Speaking at a lunch offered by Khama, Nyusi said that Mozambique is expanding the capacity of Maputo port so that it can handle much larger vessels than in the past. “We think another opportunity has been opened for Botswana to use Maputo for its trade”, he added.
In February, the Maputo Port Development Company (MPDC) announced the conclusion of the dredging of the access channel from 11 to 14.2 metres, allowing ships of up to 80,000 tonnes to dock, and making the port more competitive on the regional and international markets.
Nyusi added that Maputo could be complemented with a new deep water port, at Techobanine, in Mozambique's southern most district of Matutuine. This port is still at the phase of studies, assessment and negotiation.
“Techobanine port, in the framework of the effective growth and diversification of our economies, will be a strategic asset for Mozambique, Botswana and Zimbabwe”, he stressed.
Khama agreed.
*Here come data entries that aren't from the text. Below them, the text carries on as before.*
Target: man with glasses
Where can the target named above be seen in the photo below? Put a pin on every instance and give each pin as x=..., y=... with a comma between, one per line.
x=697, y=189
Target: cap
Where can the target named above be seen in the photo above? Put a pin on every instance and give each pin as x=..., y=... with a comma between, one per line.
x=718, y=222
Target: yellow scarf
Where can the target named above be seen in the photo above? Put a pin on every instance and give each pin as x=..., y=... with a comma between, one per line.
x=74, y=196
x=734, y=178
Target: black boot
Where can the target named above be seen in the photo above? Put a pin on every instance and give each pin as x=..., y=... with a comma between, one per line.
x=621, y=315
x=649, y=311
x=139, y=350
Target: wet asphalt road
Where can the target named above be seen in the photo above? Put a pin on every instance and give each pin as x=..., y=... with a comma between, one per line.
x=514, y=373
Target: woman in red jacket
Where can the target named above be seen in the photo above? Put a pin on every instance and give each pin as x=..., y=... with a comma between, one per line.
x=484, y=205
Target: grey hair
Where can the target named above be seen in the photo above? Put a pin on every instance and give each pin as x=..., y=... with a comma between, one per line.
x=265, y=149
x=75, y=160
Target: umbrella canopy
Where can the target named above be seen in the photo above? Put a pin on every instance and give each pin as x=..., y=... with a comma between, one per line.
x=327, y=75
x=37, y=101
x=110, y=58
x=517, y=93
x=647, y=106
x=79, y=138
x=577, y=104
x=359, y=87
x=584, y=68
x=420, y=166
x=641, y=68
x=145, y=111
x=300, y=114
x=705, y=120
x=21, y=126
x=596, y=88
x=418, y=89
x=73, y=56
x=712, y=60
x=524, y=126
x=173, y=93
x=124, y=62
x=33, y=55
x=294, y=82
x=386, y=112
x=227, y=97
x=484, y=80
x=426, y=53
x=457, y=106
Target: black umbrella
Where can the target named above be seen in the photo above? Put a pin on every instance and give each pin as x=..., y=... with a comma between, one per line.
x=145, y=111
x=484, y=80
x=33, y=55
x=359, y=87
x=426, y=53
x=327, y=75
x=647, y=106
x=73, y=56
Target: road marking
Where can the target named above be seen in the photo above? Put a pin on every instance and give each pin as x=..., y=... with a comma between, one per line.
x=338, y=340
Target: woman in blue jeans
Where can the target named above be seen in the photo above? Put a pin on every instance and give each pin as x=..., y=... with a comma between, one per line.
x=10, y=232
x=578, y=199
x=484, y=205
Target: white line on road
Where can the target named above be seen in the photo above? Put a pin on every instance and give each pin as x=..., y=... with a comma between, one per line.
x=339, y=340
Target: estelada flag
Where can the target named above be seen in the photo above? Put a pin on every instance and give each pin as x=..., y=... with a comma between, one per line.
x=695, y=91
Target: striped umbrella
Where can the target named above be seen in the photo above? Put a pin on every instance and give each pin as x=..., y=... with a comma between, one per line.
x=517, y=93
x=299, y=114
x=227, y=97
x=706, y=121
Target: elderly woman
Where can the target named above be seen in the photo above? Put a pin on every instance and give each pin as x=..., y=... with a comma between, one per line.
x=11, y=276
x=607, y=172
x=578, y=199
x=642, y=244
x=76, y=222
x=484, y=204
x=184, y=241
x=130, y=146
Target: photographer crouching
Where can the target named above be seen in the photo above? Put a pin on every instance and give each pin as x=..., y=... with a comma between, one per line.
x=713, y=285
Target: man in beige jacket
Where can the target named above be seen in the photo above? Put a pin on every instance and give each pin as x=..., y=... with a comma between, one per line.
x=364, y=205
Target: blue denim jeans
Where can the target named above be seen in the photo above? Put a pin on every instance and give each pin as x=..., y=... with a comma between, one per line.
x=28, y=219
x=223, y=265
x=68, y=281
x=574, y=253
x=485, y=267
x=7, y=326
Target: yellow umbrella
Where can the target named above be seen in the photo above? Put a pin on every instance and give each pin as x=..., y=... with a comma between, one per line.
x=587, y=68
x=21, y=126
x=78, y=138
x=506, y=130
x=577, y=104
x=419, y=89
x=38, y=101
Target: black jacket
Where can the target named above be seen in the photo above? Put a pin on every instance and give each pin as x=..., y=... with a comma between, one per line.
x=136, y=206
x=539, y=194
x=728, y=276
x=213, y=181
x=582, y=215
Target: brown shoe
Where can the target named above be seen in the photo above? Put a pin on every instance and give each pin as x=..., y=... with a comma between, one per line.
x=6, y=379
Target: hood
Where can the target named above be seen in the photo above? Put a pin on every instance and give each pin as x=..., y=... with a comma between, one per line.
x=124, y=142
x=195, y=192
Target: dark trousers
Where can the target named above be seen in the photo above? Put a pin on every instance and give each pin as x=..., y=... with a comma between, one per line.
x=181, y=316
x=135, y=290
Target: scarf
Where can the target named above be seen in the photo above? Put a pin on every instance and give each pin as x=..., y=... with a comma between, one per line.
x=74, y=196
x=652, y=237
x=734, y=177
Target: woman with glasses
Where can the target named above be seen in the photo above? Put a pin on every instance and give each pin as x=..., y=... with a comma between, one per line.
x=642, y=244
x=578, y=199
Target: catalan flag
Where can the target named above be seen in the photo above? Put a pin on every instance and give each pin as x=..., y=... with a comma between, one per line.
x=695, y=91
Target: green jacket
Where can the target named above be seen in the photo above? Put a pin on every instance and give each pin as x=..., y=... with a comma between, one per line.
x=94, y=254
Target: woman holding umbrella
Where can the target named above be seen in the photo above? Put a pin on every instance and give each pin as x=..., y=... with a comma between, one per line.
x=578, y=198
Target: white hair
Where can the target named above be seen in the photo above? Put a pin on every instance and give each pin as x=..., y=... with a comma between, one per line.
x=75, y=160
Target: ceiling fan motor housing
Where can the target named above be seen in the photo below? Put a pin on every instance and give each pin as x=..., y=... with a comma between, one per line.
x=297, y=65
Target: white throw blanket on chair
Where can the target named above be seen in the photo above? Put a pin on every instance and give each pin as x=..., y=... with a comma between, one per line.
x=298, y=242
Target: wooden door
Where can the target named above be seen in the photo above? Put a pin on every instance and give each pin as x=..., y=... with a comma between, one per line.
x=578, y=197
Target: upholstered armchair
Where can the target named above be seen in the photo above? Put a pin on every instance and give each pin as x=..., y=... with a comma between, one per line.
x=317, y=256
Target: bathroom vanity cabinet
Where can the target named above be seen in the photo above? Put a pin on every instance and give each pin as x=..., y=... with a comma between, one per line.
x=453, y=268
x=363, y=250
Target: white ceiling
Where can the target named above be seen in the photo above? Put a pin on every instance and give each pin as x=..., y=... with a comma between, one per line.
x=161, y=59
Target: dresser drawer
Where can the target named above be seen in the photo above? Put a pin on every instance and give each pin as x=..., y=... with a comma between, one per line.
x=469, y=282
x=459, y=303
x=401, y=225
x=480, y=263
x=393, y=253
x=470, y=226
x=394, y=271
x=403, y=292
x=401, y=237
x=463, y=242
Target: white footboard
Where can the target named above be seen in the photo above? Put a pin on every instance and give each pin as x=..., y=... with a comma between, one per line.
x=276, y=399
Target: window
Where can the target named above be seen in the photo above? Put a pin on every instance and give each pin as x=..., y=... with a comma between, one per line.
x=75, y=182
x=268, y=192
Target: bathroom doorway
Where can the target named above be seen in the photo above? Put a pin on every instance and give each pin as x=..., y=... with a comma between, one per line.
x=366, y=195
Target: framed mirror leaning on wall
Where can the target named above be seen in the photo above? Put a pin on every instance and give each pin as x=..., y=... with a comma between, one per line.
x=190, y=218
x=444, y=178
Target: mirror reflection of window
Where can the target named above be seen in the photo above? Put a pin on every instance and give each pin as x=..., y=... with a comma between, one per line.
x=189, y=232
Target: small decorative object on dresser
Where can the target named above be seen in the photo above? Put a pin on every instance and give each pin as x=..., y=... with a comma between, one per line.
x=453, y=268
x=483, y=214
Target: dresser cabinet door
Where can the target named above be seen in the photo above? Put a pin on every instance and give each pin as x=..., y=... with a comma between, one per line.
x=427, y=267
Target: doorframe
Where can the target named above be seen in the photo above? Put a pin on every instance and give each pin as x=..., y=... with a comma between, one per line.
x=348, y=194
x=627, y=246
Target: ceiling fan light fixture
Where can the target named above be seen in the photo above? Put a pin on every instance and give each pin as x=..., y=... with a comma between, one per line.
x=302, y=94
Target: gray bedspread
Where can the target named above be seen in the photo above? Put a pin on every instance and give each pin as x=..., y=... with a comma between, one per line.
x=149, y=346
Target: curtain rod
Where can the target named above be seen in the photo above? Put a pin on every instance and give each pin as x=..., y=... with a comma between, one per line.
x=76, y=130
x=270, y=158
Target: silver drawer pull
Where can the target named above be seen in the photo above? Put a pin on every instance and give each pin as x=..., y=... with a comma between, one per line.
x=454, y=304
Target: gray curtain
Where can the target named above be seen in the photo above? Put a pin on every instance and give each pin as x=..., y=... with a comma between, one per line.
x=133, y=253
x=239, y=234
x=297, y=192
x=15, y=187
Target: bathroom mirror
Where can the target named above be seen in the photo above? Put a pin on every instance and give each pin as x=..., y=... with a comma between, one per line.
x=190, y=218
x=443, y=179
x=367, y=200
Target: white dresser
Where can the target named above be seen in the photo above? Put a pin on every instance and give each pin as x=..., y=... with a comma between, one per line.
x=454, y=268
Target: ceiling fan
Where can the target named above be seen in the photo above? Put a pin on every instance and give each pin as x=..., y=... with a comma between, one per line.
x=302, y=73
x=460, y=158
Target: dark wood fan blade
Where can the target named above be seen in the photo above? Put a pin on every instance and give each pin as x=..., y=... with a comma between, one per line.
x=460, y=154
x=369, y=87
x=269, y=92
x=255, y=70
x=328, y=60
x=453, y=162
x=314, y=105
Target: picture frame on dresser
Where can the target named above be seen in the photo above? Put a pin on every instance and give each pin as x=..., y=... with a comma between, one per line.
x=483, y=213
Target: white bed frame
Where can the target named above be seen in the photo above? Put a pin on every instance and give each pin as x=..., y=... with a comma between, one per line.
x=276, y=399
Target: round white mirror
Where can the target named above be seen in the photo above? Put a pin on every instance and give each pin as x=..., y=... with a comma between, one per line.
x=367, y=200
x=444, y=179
He stressed the need for Botswana and Mozambique to step up their efforts to ensure that Techobanine port is indeed built, and that a new railway line connecting the port to Botswana is also built.
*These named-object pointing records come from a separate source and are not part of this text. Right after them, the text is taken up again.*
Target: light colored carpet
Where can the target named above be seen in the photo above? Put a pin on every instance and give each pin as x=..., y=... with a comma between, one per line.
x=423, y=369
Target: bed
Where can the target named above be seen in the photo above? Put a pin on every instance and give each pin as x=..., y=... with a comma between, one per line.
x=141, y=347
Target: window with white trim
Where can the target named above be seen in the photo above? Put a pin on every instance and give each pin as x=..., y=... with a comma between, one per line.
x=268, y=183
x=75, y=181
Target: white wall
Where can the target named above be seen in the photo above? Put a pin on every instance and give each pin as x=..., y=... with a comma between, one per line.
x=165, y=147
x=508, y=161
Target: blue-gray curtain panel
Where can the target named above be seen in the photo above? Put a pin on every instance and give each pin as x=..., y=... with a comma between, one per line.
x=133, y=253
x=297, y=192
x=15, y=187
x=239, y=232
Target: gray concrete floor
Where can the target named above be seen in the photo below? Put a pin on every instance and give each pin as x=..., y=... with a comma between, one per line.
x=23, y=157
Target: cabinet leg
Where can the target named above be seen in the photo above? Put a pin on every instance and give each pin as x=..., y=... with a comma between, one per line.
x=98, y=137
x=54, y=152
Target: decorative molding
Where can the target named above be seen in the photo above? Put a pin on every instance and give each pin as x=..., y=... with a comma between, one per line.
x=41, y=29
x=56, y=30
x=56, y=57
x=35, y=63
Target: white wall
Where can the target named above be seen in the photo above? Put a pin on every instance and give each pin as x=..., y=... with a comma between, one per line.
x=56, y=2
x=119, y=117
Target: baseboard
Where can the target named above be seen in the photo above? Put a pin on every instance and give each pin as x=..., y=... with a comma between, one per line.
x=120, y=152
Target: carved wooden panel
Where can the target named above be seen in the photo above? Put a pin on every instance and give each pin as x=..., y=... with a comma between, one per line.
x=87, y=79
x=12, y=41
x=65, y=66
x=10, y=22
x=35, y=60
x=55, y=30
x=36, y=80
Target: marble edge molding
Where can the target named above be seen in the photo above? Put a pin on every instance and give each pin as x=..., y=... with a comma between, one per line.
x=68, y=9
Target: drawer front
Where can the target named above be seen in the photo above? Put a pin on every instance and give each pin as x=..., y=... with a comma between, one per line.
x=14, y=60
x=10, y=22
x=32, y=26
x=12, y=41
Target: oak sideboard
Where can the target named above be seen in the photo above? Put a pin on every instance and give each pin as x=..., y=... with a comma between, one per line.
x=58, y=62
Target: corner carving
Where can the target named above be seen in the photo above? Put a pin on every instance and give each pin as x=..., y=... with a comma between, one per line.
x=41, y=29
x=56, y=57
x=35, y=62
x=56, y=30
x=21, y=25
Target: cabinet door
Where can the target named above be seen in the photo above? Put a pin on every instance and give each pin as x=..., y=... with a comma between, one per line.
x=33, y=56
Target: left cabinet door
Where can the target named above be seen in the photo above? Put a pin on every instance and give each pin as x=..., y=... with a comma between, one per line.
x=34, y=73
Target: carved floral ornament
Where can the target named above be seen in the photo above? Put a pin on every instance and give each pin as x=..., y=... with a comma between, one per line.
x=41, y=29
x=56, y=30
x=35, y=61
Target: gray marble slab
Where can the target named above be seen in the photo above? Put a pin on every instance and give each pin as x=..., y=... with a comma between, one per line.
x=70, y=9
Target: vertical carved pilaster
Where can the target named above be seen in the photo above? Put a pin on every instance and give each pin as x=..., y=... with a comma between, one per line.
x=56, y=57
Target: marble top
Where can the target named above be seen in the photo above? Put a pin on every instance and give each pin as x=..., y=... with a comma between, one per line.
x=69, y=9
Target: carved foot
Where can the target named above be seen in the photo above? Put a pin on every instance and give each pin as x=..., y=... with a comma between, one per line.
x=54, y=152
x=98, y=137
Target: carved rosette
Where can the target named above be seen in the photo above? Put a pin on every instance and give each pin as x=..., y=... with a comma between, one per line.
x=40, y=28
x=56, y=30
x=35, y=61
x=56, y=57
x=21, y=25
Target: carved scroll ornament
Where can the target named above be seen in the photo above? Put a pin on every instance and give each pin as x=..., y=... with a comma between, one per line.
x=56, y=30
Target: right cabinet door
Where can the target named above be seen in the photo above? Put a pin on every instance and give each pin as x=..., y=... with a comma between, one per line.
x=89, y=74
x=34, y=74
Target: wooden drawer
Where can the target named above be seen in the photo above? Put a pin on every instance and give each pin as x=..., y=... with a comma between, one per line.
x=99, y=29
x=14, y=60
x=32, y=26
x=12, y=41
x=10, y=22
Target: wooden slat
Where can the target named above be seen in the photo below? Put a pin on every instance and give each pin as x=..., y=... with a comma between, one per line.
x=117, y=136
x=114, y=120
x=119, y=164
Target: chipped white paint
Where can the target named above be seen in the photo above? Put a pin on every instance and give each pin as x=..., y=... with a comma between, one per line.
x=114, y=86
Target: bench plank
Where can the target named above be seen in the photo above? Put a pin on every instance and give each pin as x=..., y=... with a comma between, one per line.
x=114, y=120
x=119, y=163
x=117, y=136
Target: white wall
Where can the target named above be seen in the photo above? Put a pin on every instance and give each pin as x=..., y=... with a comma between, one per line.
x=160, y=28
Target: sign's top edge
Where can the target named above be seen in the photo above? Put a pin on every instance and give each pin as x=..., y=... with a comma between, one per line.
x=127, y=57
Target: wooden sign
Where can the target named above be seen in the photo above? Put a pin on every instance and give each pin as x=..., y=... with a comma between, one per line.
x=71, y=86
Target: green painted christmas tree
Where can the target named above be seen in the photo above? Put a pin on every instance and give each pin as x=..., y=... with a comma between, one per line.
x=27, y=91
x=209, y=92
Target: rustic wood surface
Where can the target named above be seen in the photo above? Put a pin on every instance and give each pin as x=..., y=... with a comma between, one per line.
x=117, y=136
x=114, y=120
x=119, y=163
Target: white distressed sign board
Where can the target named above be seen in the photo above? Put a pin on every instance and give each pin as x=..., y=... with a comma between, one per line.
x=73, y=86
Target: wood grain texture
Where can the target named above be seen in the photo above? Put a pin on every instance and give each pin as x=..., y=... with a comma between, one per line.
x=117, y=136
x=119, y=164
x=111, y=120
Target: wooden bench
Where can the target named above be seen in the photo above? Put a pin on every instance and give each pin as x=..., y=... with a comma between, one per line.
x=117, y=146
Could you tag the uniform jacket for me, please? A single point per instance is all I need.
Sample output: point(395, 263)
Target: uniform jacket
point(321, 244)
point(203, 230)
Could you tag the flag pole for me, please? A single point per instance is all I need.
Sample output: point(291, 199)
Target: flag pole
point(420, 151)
“The development of this vital transport corridor will make it possible to exploit the potential of both countries and will also contribute to greater regional integration”, he added.
Nyusi also asked Botswana for its assistance in exploiting mineral resources in Mozambique. “Since Mozambique is at the phase of discovering its mineral resources, and in an embryonic phase of exploiting them, we would like to benefit from the experience of Botswana in capitalizing on our gains, and making them sustainable catalysts of economic growth and the welfare of our people”, he said.
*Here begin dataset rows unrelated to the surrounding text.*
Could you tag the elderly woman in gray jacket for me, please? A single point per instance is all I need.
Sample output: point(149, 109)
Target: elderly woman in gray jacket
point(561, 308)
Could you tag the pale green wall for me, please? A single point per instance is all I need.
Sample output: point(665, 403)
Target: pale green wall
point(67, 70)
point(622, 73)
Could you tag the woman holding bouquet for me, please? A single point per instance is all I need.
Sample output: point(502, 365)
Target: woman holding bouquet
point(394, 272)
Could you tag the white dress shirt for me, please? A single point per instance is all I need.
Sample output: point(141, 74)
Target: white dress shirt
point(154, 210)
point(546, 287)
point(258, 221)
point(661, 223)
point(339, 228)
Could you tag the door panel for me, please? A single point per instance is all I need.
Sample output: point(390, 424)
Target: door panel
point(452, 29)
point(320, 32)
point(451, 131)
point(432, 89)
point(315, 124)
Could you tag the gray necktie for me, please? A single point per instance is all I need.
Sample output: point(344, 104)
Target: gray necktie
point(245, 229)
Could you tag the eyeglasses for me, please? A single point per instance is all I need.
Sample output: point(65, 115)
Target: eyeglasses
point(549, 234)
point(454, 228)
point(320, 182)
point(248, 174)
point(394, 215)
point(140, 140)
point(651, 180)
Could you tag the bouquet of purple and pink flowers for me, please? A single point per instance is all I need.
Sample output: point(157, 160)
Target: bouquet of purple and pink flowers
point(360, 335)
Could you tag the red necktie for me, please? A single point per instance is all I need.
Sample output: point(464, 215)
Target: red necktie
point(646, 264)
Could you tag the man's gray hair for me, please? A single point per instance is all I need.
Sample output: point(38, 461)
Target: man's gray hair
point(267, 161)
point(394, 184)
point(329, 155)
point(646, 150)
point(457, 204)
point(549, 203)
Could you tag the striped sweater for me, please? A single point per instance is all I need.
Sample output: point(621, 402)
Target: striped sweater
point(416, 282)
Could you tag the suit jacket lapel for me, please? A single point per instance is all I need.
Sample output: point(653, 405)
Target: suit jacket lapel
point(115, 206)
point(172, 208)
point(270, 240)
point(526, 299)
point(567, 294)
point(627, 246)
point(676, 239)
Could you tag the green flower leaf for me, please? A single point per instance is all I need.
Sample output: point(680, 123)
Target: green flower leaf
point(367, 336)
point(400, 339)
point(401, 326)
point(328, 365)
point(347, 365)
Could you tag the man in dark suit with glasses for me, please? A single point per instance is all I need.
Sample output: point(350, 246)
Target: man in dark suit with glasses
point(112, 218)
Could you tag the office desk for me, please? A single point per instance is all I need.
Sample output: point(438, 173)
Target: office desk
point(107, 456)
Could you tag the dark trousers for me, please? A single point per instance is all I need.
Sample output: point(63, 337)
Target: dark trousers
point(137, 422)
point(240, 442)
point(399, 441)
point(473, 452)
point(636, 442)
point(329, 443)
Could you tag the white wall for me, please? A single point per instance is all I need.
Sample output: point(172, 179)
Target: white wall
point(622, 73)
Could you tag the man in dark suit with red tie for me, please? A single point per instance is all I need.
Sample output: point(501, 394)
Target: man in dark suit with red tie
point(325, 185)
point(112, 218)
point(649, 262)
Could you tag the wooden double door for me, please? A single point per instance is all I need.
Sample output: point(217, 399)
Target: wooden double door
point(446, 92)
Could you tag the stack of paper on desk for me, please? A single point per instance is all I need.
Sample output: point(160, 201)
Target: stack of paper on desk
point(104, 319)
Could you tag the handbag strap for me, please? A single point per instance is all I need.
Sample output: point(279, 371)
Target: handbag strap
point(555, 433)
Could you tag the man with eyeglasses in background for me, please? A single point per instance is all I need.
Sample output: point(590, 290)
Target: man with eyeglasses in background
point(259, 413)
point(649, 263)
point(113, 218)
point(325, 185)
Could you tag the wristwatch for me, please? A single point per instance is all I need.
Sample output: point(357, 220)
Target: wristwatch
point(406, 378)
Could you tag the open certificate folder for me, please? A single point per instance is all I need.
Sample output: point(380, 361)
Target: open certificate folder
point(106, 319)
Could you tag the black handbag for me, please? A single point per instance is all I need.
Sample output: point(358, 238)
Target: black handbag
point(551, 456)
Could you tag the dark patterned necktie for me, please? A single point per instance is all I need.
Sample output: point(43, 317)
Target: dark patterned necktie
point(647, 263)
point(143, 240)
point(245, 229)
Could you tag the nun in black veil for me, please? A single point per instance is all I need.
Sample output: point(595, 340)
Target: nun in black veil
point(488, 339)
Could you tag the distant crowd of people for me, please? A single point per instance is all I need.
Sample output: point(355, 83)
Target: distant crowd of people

Nyusi invited Botswanan businesses to participate actively in implementing the existing “anchor projects” in Mozambique, especially in the areas of the development corridors, the generation and transmission of electricity, tourism, agriculture and livestock, and mining.
“We believe that your participation in these and other projects may encourage the socio-economic development of our two countries and stimulate regional integration”, he added.
Nyusi noted that, in the recent past, Mozambique and Botswana were in the same battle, fighting side by side to overcome foreign rule, “but today we enjoy the conditions to win in the struggle for social and economic development”.
Earlier in the day, Nyusi met with the delegation of about 20 Mozambican business people who had accompanied him to Gaberone, and stressed to them that the reason they had come was to raise the level of economic relations between Mozambique and Botswana.
In the afternoon, Nyusi visited the company IMPACTI Genetics, which is a centre for the genetic improvement of cattle, and received a detailed explanation of its operations from its managing director, Monty Chiepe.
IMPACTI has lengthy experience in cattle production, and beef is a major export, notably to the European Union.
Chiepe strongly defends the use of genetic techniques to improve both milk and beef cattle. Currently, he said, Botswana's domestic production of milk is not sufficient to meet demand - but this problem could be overcome in the near future with the genetics improvement of the milk herd.
As for beef cattle, Chiepe said that, thanks to genetic improvement, some breeds of cattle now reach a weight of 400 kilos in a period of about 15 months. (In Mozambique, cattle breeders scarcely manage a weight of 100 kilos per animal).
“This success wasn't easy”, said Chiepe, “since it requires a change of mentality among the peasant farmers themselves. The peasants have to view cattle production as a commercial activity”.
Mozambique's Deputy Agriculture Minister, Luisa Meque, one of those accompanying Nyusi, said that Mozambique has an opportunity to learn from Botswana's livestock experience.
“We want greater production of meat in Mozambique, using the technologies presented to us here, especially the transfer of embryos and artificial insemination”, she said. The major challenge “is to produce good quality meat in a shorter time, so that we can supply our domestic market and later possibly export beef”.